Local organizations interested in forest management are reacting to a court decision against changes to a federal management plan in the Sierra Nevada mountains.
 
But representatives with the U.S. Forest Service and the organization that filed the legal action against the 2004 version of the Sierra Nevada Framework say it will take some time and work before the decision’s effects on area forestland are known.

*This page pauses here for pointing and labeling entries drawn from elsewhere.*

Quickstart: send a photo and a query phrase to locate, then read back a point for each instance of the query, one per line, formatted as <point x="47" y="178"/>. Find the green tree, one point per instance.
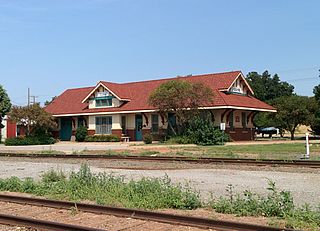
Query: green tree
<point x="268" y="88"/>
<point x="5" y="104"/>
<point x="34" y="118"/>
<point x="293" y="111"/>
<point x="181" y="97"/>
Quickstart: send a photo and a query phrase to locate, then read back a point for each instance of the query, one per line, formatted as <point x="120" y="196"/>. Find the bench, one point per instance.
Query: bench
<point x="125" y="138"/>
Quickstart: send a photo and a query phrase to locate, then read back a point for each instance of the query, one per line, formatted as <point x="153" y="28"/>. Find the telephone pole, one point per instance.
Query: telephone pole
<point x="28" y="96"/>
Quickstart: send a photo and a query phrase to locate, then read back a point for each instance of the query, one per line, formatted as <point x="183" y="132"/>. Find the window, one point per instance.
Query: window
<point x="103" y="125"/>
<point x="244" y="119"/>
<point x="231" y="121"/>
<point x="154" y="123"/>
<point x="103" y="102"/>
<point x="123" y="124"/>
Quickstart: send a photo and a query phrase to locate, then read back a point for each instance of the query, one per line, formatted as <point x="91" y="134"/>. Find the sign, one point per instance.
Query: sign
<point x="236" y="90"/>
<point x="102" y="94"/>
<point x="222" y="126"/>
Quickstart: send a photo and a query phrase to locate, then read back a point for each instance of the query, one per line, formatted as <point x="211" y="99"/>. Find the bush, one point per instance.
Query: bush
<point x="147" y="138"/>
<point x="30" y="140"/>
<point x="102" y="138"/>
<point x="203" y="132"/>
<point x="81" y="133"/>
<point x="148" y="193"/>
<point x="179" y="140"/>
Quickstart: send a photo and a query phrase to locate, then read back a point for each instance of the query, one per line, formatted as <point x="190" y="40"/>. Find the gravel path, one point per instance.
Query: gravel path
<point x="304" y="186"/>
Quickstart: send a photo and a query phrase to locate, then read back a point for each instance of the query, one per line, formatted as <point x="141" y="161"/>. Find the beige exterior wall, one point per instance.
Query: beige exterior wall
<point x="130" y="120"/>
<point x="115" y="101"/>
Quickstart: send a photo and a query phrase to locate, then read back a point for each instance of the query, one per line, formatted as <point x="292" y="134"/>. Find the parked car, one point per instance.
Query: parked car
<point x="268" y="130"/>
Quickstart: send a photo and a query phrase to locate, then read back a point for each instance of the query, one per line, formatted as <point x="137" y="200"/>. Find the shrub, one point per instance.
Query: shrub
<point x="29" y="140"/>
<point x="81" y="133"/>
<point x="147" y="138"/>
<point x="148" y="193"/>
<point x="102" y="138"/>
<point x="179" y="140"/>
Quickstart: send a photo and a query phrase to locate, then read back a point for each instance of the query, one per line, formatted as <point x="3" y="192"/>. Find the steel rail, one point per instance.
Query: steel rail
<point x="141" y="214"/>
<point x="41" y="224"/>
<point x="200" y="160"/>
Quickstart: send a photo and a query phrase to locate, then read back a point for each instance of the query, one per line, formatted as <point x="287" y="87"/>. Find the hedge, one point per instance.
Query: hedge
<point x="102" y="138"/>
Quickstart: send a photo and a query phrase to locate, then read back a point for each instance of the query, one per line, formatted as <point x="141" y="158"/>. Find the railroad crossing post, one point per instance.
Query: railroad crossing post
<point x="307" y="146"/>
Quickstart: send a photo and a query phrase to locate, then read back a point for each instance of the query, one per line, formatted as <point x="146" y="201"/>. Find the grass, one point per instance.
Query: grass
<point x="161" y="193"/>
<point x="49" y="152"/>
<point x="107" y="189"/>
<point x="258" y="151"/>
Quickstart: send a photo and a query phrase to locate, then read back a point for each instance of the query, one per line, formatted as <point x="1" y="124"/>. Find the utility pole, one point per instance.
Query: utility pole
<point x="34" y="98"/>
<point x="28" y="96"/>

John Buckley, director of the Twain Harte-based Central Sierra Environmental Resource Center, said in a written statement that the Ninth U.S. Circuit Court of Appeal’s ruling proved the Forest Service let political pressure overrule environmental law when relaxing logging regulations in 2004.
 
“It’s a simple fact that protecting water quality and watershed resources not only benefits the environment, but it benefits the economy as well,” Buckley said. “Hopefully this latest court decision will push the Forest Service to give greater protection to water resources.”
 
Friday’s ruling by a three-judge panel reversed a 2008 U.S. District Court decision that rejected a challenge in court to the 2004 Sierra Nevada Framework, which sets rules for logging in national forests within the Sierra region. The latest ruling instead declared the 2004 plan to be unlawful because it did not include an analysis of how new, more lenient logging rules would affect fish, something that is required by federal environmental law.
 
The Sierra Nevada Framework was first put in place in 2000 during the end of President Bill Clinton’s administration and placed added restrictions on logging and other uses on the area’s public forests. Under President George W. Bush, the Forest Service amended the plan in 2004 and increased the amount of logging allowed and the size of allowable trees for cutting from 20 to 30 inches in diameter.
 
The Oregon-based Pacific Rivers Council sued the Forest Service over the changes, alleging the failure to take fish habitat into account. A separate lawsuit filed by conservation group Sierra Forest Legacy in 2004 also sought to overturn the amendments and successfully forced some changes to the framework.
 
Buckley stated that the 2004 amendments to the framework were due to political pressure and “primarily benefited the livestock industry and timber industry.”
 
“Those heavily-subsidized industries don’t need favoritism from public agencies,” he stated
 
It remains to be seen exactly how last week’s decision could affect ongoing or future timber projects in the Stanislaus National Forest. Forest spokes-man Jerry Snyder said on Monday that forest officials won’t know the effects until details are worked out in the circuit court.
 
Chris Fressell, a staff scientist for the Pacific Rivers Council, reiterated that point on Monday. Fressell said if the Forest Service doesn’t appeal the decision to the U.S. Supreme Court, two options remain. The two parties can argue in court about how the lower court should decide on injunctive relief, or they can cooperate to settle the issues in the framework plan, he said.
 
Fressell said they prefer the latter idea, as he said the organization is not looking for a “systematic stoppage” of all work in the national forests. They want to find an approach that can keep their concerns about fish and water quality in the planning process, Fressell said.
 
“What we want is a settlement that actually works for the Forest Service,” he said.
 
Mike Albrecht, a director with TuCARE, a Twain Harte organization that represents forest logging and cattle-grazing business interests, said on Tuesday that it’s still “unclear” what the ruling will mean for the local industries, as the involved parties are still working details out.
 
However, Albrecht said it’s “really disappointing” that judges like those on the Ninth Circuit “continue to rule against good forest management and good practices.”
 
Albrecht, who also co-owns logging company Sierra Resources Management, said companies continue to improve their harvesting practices with more concern for environmental conservation, something he said judicial officials don’t consider in rulings like these.
 
“We’re at the point where enough’s enough,” he said. “Come out here, Ninth Circuit Court, and see what we’re doing.”